PARIS (AFX) - La Bourse de Paris était une nouvelle fois dans
le rouge lundi en fin de matinée, le CAC 40 abandonnant 1,51%, témoin d'une
vaste crise de confiance des investisseurs dans un contexte de dollar faible et
de matières premières chères, alors que l'action EADS s'envolait.
A 11H50 (10H50 GMT), l'indice parisien reculait de 72,38 points à 4.718,28
points, dans un volume de transactions modéré, de 1,6 milliard d'euros.
Le CAC, qui restait sur trois séances consécutives de baisse (-3,67% au
total), retrouve ainsi un niveau qui était le sien fin janvier, mais aussi en
juillet 2006.
Londres perdait 1,32%, Francfort 1,46% et l'Eurostoxx 50 1,63%.

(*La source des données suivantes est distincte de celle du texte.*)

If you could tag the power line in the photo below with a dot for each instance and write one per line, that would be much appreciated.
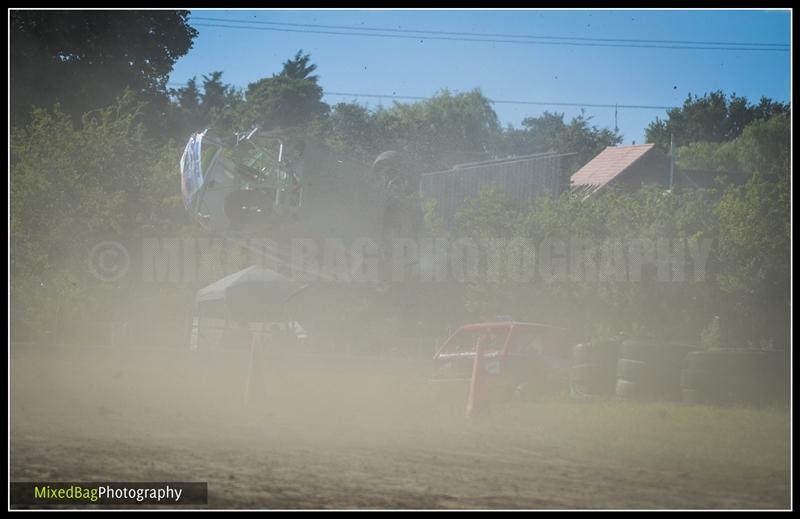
(485, 40)
(509, 101)
(493, 101)
(502, 35)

"Ce sont toujours les mêmes symptômes, et toujours les mêmes causes. Les
statistiques économiques qui sont sorties la semaine dernière n'étaient pas
fameuses. Le discours (du président de la Réserve fédérale américaine) Ben
Bernanke était assez sombre. Les marchés pensent qu'il est vraisemblable que les
Américains sont en train de lâcher le dollar", a commenté Yves Marçais,
stratégiste boursier de Global Equities.
La faiblesse historique du dollar, qui traduit la perte de confiance dans
l'économie américaine et pénalise les entreprises exportatrices de nombreux
pays, dont les Européens, affecte actuellement le moral des investisseurs.

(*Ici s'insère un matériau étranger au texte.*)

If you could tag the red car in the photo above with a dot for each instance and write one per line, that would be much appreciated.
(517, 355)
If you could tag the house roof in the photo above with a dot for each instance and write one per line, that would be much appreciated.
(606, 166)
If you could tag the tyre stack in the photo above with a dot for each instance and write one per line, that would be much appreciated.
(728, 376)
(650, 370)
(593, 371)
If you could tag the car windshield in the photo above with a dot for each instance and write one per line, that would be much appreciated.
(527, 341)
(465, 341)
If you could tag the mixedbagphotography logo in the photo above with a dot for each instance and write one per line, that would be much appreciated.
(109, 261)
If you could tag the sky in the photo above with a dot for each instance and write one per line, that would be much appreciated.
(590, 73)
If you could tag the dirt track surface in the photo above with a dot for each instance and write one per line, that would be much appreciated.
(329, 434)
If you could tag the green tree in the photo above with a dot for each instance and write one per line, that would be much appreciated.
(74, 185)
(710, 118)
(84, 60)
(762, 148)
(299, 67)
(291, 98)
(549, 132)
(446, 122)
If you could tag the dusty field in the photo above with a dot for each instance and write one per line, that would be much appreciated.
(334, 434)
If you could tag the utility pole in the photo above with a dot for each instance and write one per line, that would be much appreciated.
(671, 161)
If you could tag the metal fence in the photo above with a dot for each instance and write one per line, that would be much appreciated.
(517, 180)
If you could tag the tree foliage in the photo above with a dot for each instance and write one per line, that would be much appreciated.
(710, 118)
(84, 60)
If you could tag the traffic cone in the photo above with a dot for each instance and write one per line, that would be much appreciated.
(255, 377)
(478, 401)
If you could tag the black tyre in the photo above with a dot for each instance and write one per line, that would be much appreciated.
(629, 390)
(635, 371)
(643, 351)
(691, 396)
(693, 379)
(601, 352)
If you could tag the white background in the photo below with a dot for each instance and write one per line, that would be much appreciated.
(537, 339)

L'euro valait lundi vers 10H50 GMT 1,5171 dollar.
Selon Marc Touati, économiste de Global Equities, l'euro vaut "1,05 dollar
selon la parité des pouvoirs d'achat", "entre 1,15 et 1,20 dollar (...) au
regard des différences de soldes des comptes courants, d'épargne et de
croissance entre les Etats-Unis et la zone euro", et a valu 1,13 dollar en
moyenne sur les trente dernières années.
L'action EADS illustrait cette problématique, les investisseurs se
félicitant d'un contrat avec l'armée américaine qui va réduire la dépendance du
groupe à la parité euro-dollar.
Devant la faiblesse persistante des actions, les investisseurs continuaient
donc lundi de se tourner vers les matières premières, avec un baril de pétrole
brut toujours au-dessus des 100 dollars, et une once d'or qui a battu lundi son
record historique à Londres.
Ces cours alimentent l'inflation, autre inquiétude des investisseurs, qui
dans la zone euro est restée stable en février à son plus haut niveau depuis
plus de dix ans, à 3,2% sur un an.
Les regards étaient tournés vers le premier indicateur économique américain
de la semaine, l'indice ISM de l'activité industrielle en février, dont
l'"extrême volatilité confirme (...) que l'industrie américaine est fragile" et
laisse anticiper que "les marchés vont certainement sur-réagir", d'après Marc
Touati.
EADS (+7,40% à 18,72 euros) décolle après avoir remporté avec l'américain
Northrop Grumman une victoire historique sur Boeing, raflant le contrat estimé à
40 milliards de dollars pour renouveler la flotte d'avions ravitailleurs de
l'armée de l'Air américaine.
SOCIETE GENERALE (-2,62% à 69,24 euros) est entraîné par la baisse du
marché, bien que Goldman Sachs ait relevé sa recommandation sur l'action à
"neutre" pour des raisons de valorisation.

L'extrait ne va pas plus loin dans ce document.